Environment requirements

  • A Linux environment (Ubuntu suggested) capable of calling Azure APIs.
  • Support for other Linux distros, for example, RedHat, Mariner, etc. depends on being able to install the necessary tooling. See Install Dependencies section.
    • Any machine that has the required packages installed should be able to use the scripts.
  • Knowledge of networks to use for the test.
    • Networks to use for the test are specified in a "networks-blueprint.yml" file, see Input Configuration.
  • A way to download the IRT release package, for example, curl, wget, etc.
  • The ability to create a service principal with the correct roles.
  • The ability to read secrets from the KeyVault, see Service Principal section for more details.
  • The ability to create security groups in your Active Directory tenant.

Input configuration

Start by building your input file. The IRT tarball provides irt-input.example.yml as an example. Download the tarball by following the instructions. The example values will not work for your instances. You need to manually change them and rename the file to irt-input.yml. We provide the example input file as a stub to help you configure new input files. The example outlines overridable values and their usage. The One Time Setup assists you in setting input values by writing key/value pairs to the config file as they execute.
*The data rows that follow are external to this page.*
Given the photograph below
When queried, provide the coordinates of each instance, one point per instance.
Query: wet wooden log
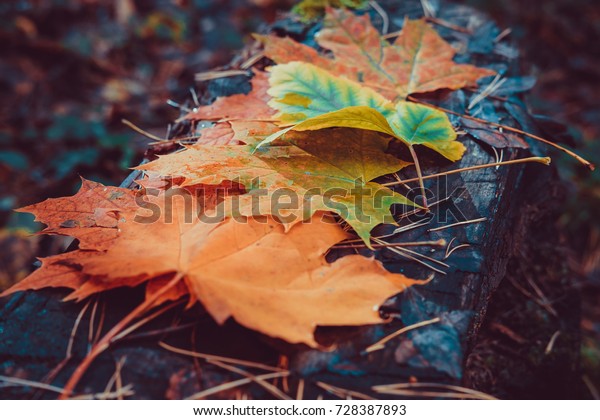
(498, 224)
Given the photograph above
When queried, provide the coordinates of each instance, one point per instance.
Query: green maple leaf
(331, 171)
(313, 99)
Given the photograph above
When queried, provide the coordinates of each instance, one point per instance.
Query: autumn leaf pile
(316, 125)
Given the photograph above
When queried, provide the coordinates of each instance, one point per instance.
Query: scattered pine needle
(550, 345)
(380, 345)
(342, 392)
(253, 378)
(218, 74)
(220, 358)
(300, 390)
(415, 389)
(544, 160)
(106, 341)
(465, 222)
(589, 165)
(234, 384)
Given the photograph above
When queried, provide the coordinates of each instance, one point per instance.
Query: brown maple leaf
(419, 60)
(250, 269)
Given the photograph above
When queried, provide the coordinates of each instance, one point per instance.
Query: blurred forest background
(70, 70)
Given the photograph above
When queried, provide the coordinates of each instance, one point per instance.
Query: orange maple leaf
(250, 269)
(419, 60)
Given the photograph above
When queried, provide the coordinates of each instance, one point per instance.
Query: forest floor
(75, 69)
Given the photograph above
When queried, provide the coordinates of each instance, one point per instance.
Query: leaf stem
(107, 340)
(589, 165)
(544, 160)
(419, 174)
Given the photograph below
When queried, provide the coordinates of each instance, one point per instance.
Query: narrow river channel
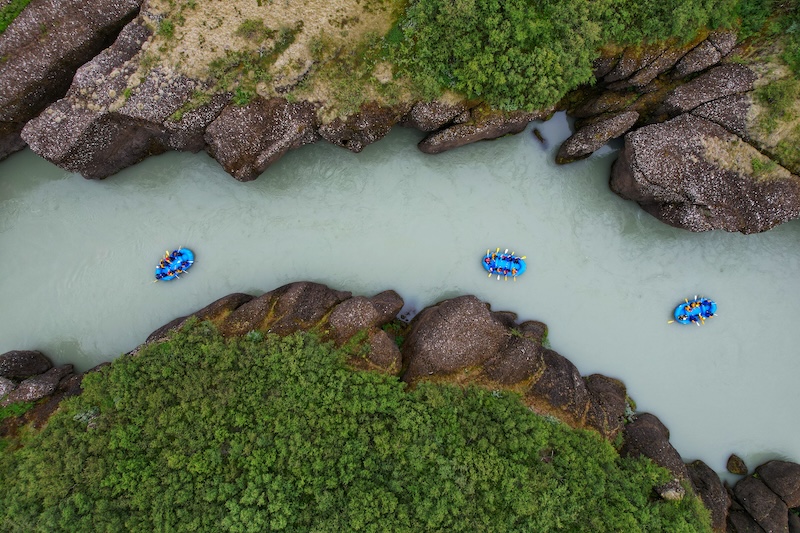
(77, 258)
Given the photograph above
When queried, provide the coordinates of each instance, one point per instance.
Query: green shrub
(265, 433)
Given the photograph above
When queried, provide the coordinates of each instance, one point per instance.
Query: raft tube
(504, 264)
(180, 261)
(695, 311)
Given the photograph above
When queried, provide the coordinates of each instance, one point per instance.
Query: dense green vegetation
(10, 11)
(524, 54)
(268, 433)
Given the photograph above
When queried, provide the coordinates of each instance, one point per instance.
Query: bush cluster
(278, 434)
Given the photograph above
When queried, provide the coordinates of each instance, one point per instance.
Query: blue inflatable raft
(504, 264)
(172, 265)
(695, 311)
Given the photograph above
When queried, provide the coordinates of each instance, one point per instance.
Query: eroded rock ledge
(462, 341)
(714, 179)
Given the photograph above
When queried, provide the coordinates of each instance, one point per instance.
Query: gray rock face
(649, 437)
(247, 139)
(22, 364)
(38, 387)
(450, 336)
(42, 49)
(783, 478)
(730, 112)
(431, 116)
(766, 508)
(707, 485)
(693, 174)
(102, 125)
(590, 138)
(718, 82)
(489, 126)
(6, 386)
(370, 124)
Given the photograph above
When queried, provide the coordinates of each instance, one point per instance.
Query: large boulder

You can provide the network information in a networks-blueprint.yml file, similar to the networks-blueprint.example.yml that we provide, or append it to the irt-input.yml file. The networks-blueprint.example.yml defines the schema for IRT. The test creates the networks, so provide network details that aren't in use. Currently, IRT has the following network requirements:

  • Three (3) L3 Networks
    • Two (2) of them with MTU 1500
    • One (1) of them with MTU 9000 and shouldn't have a fabric_asn attribute
  • One (1) Trunked Network
  • All VLANs should be greater than 500

One time setup

Download IRT

IRT is distributed via tarball from the release section of the nexus-samples GitHub repo.

  1. Find the release package marked with 'Latest', download it, extract it, and navigate to the irt directory.
  2. Extract the tarball to the local file system: mkdir -p irt && tar xf nexus-irt.tar.gz --directory ./irt.
  3. Switch to the new directory cd irt.
  4. See RELEASE-CHANGELOG.md for any notable updates or changes.

Install dependencies

There are multiple dependencies expected to be available during execution. Review this list;

  • jq version 1.6 or greater
  • yq version 4.33 or greater
  • azcopy version 10 or greater
  • az Azure CLI, stay up to date. Minimum expected version: 2.11.0 (supports self upgrade)
  • elinks - for viewing html files on the command line (Optional)
  • tree - for viewing directory structures
  • moreutils - for viewing progress from the Azure Container Instance (ACI) container

The setup.sh script is provided to aid with installing the listed dependencies. It installs any dependencies that aren't available in PATH. It doesn't upgrade any dependencies that don't meet the minimum required versions.

Note

setup.sh assumes a nonroot user and attempts to use sudo

all-in-one-setup.sh is provided to create all the Azure resources required to run IRT. This process includes creating a service principal, a security group, and isolation domains. Each of the scripts called in all-in-one-setup.sh can be individually executed. These scripts write updates to your irt-input.yml file with the key-value pairs needed to utilize the resources you created. Review the irt-input.example.yml file for the inputs required by one or more scripts, regardless of your chosen approach. All of the scripts are idempotent and allow you to use existing resources if desired.

Step-By-Step setup

Note

Use this section only if you're not using all-in-one.setup.sh

If your workflow is incompatible with all-in-one-setup.sh, each resource needed for IRT can be created manually with each supplemental script. Like all-in-one-setup.sh, running these scripts writes key/value pairs to your irt-input.yml for you to use during your run. These four scripts constitute the all-in-one-setup.sh script."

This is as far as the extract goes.